Open collaboration and other help for researchers
All manner of resources have been opened up by generous organizations in the effort to research COVID-19: tools for searching papers, locating their authors, and analyzing the data.
- COVID-Net offers a tool developed through machine learning for determining the presence of COVID-19 from chest X-rays. It was created with support from The Governance Lab.
- Kaggle, a collection of datasets for data science, created a COVID-19 Open Research Dataset (CORD-19) containing more than 280,000 scholarly articles, and ran a research challenge with the data sets. An article from the U.S. National Institutes of Health describes the content, which seems to be only text and metadata, but not the actual data used by the scholars.
- Verizon’s Vespa is another open-source tool (released under the Apache 2.0 license) that helps in searches and recommendations for relevant articles in health care.
- Three COVID-19 projects at i2b2 tranSMART are in early stages; one intriguing project helps people locate researchers they may want to collaborate with.
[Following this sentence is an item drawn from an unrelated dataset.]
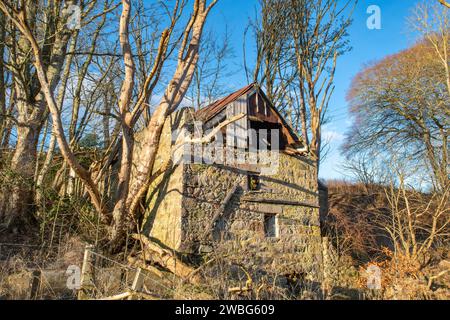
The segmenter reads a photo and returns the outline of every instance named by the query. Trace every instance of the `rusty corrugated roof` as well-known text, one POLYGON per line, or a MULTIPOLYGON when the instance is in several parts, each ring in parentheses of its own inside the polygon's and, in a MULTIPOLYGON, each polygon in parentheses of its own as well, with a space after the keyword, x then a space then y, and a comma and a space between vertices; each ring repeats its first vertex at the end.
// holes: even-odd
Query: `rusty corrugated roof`
POLYGON ((249 84, 248 86, 245 86, 229 94, 228 96, 211 103, 209 106, 201 108, 195 113, 195 117, 200 121, 208 121, 221 112, 229 103, 237 100, 240 96, 249 92, 254 86, 255 83, 249 84))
- Finally, one must not forget that researchers need heaps of compute resources to run their analytics. Early in the history of the pandemic, therefore, the U.S federal government persuaded 16 laboratories and companies to offer free compute time to COVID-19 researchers.
The COVID-19 Campaign Brings a Breath of Fresh Air
The initiatives in this article hopefully point to an opening up of the healthcare field, which traditionally has been conservative and reluctant to share data or collaborate. The pandemic has brought new urgency to criticisms that have been aired for decades: lack of coordination in providing life-saving equipment, rigid publication practices that hold up research or charge high prices for it, poor practices in data collection and sharing, and use of inflexible data formats such as spreadsheets. And of course, people worry about who’s getting our data and how they might abuse it.
The terrible toll of COVID-19 has sped up traditional processes–such as the amazing development of vaccines–and forced the healthcare field to adopt practices such as telehealth that it should have embraced long ago. Hopefully, the new collaborative environment will also break the logjam of siloed data and behavior that has increased health care costs and slowed moves to better practices such as value-based care. Sunlight is the disinfectant the field needs now.